Gene editing takes a big leap

This month, scientists gathered at the National Academy of Sciences in Washington to talk about CRISPR, a new method for editing genes. In the past couple of years, the technique has become so powerful and accessible that many experts are calling for limits on its potential uses — especially altering human embryos with changes that could be inherited by future generations. Among the scientists describing recent advances was one of CRISPR’s pioneers, George Church of Harvard Medical School.

In the midst of his presentation, packed with the fine details of biochemistry and genetics, George dropped a bombshell. In a typical experiment, scientists use CRISPR to alter a single gene. But in recent work with pig cells, George and his colleagues used CRISPR to alter 62 genes at once. The researchers hope that this achievement may someday make it possible to use pig organs for transplantation into humans. But the experiment also raises a deeper question: Could scientists someday alter complicated human traits by manipulating many genes at once?

“It’s obviously pretty impressive,” said Ron Weiss, a synthetic biologist at MIT who was not involved in the new study. But despite the large number of genes involved, Ron and other experts cautioned that the new work doesn’t mean that we’ve suddenly gained the power to bypass evolution. CRISPR does not allow scientists to manipulate genes on a huge scale — yet. George’s experiment had its origins in the shortage of organs for transplants. Thousands of people die each year waiting for hearts, lungs and livers. “It’s a cruel situation currently, that someone who needs a heart transplant has to pin their chance for a healthy life on the untimely death of another person,” said David A Dunn, an expert on transplantation at the State University of New York at Oswego.

A setback
In the 1990s, researchers explored the possibility of using pig organs in humans, a technique known as xenotransplantation. Scientists hoped that pig organs could be cleansed of viruses and other pathogens that might harm their human hosts. But that work stalled in 1998, when Jay Fishman and his colleagues discovered a bizarre new risk. Lurking in the pig’s DNA are viral genes. They’re called endogenous retroviruses — humans have them, it turns out. The porcine versions (called PERVs) can produce full-blown viruses able to infect other pig cells.

When researchers mixed pig and human cells in a petri dish, they found the pig viruses infected human cells, as well. It seemed impossible to rid pig cells of PERVs. “They were part of these animals’ genomes,” said Jay, associate director of the transplant center at Massachusetts General Hospital. Jay and other researchers have been looking for ways to overcome this hurdle, without much success.

In 2013, they asked George if he would be game to edit the genes of PERVs, making them harmless to pig cells, and thus to humans. George agreed to give it a shot, although he didn’t think it would work. Other attempts to disable PERVs had failed, mangling DNA so badly that the cells died. But CRISPR, it turned out, is well suited to the task. In the latest experiment, George and his colleagues first examined pig cells to figure out exactly how many PERVs were contained in the genome. The researchers found 62. Had they found thousands, the experiment might not have worked. The scientists then caught a second lucky break: The DNA was nearly identical from virus to virus, because all of them descended from a single ancestor that invaded the pig genome long ago.

Safer, limitless supply
To eradicate these viruses, George and his team engineered a new set of genes and inserted them into pig cells. The genes produced enzymes that hunted for PERVs and snipped out bits of the viral DNA. After two weeks, the modified pig cells had altered all of their own viral DNA. After the experiment, the viruses in the pig genome exhibited little activity. And despite the drastic genomic surgery, the chromosomes showed no abnormalities and the cells grew normally. “This work brings us closer to a realisation of a limitless supply of safe, dependable pig organs for transplant,” David said. He predicted that future research might lead to PERV-free pig clones, an entirely new line of pigs whose organs would be safer for human transplantation.
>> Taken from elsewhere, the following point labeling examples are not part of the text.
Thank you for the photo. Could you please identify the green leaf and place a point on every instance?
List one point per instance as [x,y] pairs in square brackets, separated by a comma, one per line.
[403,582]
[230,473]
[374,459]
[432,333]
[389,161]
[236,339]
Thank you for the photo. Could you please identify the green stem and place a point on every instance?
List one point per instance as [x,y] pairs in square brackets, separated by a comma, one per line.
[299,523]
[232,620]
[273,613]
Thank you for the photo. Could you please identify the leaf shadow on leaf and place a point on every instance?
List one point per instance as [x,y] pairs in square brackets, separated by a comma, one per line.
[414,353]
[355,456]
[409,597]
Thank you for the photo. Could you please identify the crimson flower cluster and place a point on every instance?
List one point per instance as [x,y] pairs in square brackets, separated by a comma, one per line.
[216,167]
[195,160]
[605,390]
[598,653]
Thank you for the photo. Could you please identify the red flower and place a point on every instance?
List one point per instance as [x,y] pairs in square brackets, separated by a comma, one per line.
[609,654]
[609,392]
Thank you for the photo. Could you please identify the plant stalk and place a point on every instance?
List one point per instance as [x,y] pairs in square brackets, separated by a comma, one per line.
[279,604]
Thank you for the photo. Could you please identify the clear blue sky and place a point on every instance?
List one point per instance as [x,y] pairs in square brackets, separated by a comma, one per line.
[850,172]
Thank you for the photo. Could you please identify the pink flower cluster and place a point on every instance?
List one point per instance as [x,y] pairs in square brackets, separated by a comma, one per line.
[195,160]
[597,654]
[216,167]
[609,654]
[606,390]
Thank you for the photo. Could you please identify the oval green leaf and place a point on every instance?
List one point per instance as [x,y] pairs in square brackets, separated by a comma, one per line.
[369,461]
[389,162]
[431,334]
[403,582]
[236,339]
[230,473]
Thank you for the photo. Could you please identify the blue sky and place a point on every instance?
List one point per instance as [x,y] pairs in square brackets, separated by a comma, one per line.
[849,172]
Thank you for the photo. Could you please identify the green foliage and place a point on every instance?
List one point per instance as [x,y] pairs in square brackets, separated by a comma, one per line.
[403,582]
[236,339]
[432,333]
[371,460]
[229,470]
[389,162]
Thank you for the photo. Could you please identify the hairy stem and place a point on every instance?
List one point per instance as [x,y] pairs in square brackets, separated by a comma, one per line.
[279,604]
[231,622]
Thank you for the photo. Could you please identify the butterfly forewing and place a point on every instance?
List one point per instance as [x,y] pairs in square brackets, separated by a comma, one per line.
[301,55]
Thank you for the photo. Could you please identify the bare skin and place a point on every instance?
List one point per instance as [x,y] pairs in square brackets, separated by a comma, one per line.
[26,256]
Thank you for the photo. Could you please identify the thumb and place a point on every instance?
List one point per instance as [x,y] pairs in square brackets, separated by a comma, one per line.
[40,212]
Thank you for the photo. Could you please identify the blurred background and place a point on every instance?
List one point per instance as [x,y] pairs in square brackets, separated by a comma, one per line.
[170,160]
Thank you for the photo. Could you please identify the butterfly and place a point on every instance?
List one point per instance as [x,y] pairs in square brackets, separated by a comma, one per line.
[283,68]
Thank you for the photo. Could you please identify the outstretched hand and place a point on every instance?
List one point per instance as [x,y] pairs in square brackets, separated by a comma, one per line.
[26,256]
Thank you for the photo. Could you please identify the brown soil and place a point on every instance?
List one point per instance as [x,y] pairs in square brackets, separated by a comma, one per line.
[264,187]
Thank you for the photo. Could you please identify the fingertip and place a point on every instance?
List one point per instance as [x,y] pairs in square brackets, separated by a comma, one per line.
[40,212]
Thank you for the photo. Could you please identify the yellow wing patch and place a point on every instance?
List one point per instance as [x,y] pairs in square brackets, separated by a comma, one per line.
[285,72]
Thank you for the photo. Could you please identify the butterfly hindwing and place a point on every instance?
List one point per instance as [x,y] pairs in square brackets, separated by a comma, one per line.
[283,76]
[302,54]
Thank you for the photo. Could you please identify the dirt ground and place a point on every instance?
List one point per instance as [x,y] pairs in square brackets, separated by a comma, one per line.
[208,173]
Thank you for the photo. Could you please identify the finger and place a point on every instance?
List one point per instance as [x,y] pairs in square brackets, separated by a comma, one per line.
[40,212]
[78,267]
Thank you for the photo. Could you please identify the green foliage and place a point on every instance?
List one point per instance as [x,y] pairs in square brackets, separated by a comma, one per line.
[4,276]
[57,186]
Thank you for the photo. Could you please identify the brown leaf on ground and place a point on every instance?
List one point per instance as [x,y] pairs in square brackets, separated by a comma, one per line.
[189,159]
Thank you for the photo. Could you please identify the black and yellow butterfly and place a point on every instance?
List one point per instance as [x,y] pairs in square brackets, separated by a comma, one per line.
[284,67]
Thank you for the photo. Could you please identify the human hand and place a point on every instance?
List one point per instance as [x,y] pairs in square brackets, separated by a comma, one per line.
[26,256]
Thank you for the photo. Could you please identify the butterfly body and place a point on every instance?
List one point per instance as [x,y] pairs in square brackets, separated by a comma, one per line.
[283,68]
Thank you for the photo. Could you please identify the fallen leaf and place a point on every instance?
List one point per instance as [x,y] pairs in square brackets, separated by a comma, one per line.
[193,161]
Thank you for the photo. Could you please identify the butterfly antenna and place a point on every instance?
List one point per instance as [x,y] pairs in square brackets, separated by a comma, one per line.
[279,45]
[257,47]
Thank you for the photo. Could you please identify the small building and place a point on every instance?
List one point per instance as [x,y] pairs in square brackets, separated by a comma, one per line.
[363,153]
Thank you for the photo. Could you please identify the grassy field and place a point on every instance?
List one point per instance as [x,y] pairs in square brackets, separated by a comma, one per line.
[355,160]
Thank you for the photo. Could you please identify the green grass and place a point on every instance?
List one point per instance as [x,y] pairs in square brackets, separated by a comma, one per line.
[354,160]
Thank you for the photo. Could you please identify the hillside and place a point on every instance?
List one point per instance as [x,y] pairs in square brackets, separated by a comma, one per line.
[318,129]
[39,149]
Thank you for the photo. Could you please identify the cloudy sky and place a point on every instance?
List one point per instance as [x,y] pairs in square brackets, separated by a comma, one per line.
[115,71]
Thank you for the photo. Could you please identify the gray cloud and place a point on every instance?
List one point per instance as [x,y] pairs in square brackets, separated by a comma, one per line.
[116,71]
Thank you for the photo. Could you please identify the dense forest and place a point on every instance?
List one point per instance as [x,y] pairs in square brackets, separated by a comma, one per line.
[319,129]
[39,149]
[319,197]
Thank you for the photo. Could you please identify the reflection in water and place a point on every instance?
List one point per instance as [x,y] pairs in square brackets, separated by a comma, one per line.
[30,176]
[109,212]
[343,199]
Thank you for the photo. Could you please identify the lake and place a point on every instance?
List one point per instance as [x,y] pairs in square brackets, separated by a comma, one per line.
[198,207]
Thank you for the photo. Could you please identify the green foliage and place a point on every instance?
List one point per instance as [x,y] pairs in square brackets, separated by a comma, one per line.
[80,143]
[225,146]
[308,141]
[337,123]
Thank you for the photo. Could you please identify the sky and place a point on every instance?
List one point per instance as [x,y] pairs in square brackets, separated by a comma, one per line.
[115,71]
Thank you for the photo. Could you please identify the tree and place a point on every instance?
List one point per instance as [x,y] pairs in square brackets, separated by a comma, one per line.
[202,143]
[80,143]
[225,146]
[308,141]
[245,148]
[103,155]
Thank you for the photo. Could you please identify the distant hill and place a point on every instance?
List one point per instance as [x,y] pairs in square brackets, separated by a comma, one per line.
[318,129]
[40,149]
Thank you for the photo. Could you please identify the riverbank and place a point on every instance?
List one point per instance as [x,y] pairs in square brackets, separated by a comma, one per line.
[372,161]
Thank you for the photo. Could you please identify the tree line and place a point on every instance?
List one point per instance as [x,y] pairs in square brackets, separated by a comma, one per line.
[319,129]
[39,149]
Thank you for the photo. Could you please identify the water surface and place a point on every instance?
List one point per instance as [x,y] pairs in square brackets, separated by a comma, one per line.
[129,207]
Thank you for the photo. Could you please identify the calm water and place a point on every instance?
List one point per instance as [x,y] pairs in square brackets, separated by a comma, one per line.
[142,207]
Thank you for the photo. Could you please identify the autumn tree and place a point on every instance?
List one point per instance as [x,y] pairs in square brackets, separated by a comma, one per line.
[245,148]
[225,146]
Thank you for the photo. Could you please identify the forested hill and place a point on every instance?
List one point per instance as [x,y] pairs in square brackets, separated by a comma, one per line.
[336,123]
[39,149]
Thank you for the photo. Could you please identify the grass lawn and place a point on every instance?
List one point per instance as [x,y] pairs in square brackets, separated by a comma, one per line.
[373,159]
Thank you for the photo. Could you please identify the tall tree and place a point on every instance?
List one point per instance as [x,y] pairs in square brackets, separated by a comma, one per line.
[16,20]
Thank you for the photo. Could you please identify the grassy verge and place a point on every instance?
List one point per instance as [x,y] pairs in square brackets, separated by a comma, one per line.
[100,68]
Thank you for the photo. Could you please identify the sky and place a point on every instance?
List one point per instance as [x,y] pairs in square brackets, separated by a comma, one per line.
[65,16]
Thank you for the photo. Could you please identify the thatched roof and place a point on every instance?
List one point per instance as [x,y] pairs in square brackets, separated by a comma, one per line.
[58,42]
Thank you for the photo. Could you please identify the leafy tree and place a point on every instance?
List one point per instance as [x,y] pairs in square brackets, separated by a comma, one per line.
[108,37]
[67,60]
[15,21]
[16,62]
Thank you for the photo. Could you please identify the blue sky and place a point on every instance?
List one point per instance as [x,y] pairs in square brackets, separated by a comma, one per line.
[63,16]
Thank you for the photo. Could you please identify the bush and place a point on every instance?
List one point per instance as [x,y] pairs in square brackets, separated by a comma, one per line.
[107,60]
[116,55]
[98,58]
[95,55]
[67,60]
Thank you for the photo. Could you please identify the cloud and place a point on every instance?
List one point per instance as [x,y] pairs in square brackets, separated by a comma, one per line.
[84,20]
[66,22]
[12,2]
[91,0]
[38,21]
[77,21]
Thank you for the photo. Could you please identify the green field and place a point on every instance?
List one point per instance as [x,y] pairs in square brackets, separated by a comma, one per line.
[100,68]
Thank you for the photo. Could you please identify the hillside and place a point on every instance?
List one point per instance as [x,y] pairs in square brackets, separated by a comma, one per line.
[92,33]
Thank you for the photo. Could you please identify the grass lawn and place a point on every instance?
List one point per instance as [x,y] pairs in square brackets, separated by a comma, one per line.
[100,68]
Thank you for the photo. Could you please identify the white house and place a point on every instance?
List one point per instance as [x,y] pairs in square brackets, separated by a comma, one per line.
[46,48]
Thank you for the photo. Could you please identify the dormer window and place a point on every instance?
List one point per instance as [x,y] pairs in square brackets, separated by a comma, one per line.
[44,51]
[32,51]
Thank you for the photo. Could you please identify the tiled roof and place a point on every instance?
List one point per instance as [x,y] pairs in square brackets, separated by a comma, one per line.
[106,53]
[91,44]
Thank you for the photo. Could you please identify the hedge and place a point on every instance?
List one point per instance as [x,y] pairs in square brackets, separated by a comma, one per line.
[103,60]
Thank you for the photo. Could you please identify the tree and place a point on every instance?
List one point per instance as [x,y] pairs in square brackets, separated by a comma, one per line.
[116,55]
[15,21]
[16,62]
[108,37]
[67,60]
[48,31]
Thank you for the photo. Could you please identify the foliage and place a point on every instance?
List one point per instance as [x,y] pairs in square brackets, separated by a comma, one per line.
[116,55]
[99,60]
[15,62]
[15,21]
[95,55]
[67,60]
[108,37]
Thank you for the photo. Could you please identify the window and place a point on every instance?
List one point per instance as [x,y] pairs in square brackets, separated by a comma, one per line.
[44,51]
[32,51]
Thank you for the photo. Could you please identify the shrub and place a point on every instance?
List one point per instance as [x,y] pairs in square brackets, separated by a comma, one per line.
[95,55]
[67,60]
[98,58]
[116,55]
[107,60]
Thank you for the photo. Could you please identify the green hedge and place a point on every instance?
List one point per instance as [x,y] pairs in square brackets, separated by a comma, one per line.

Importantly, George and his colleagues didn’t alter 62 genes with 62 CRISPR molecules. There was no need: One molecule did the whole job. So far, scientists juggling multiple molecules have managed to alter fewer than six genes simultaneously. We are certainly free to imagine a world in which parents have hundreds of genes in their designer babies edited to alter everything from the colour of their eyes to their scores on intelligence tests.
This experiment on pigs is a far cry from that scenario. But that doesn’t mean that scientists won’t learn how to alter many genes in one fell swoop. George and his colleagues have begun experimenting with CRISPR to reduce the risk that patients will reject transplanted pig organs, tinkering with 25 genes involved in producing molecules on the surface of pig cells that alert the immune system. The results are not yet published. We should expect scientists to swiftly expand their gene editing powers in the years to come, Ron said. “Will we be able to change 12 genes in 12 seconds? That’s not going to happen. But if you say 12 days, that’s pretty likely.”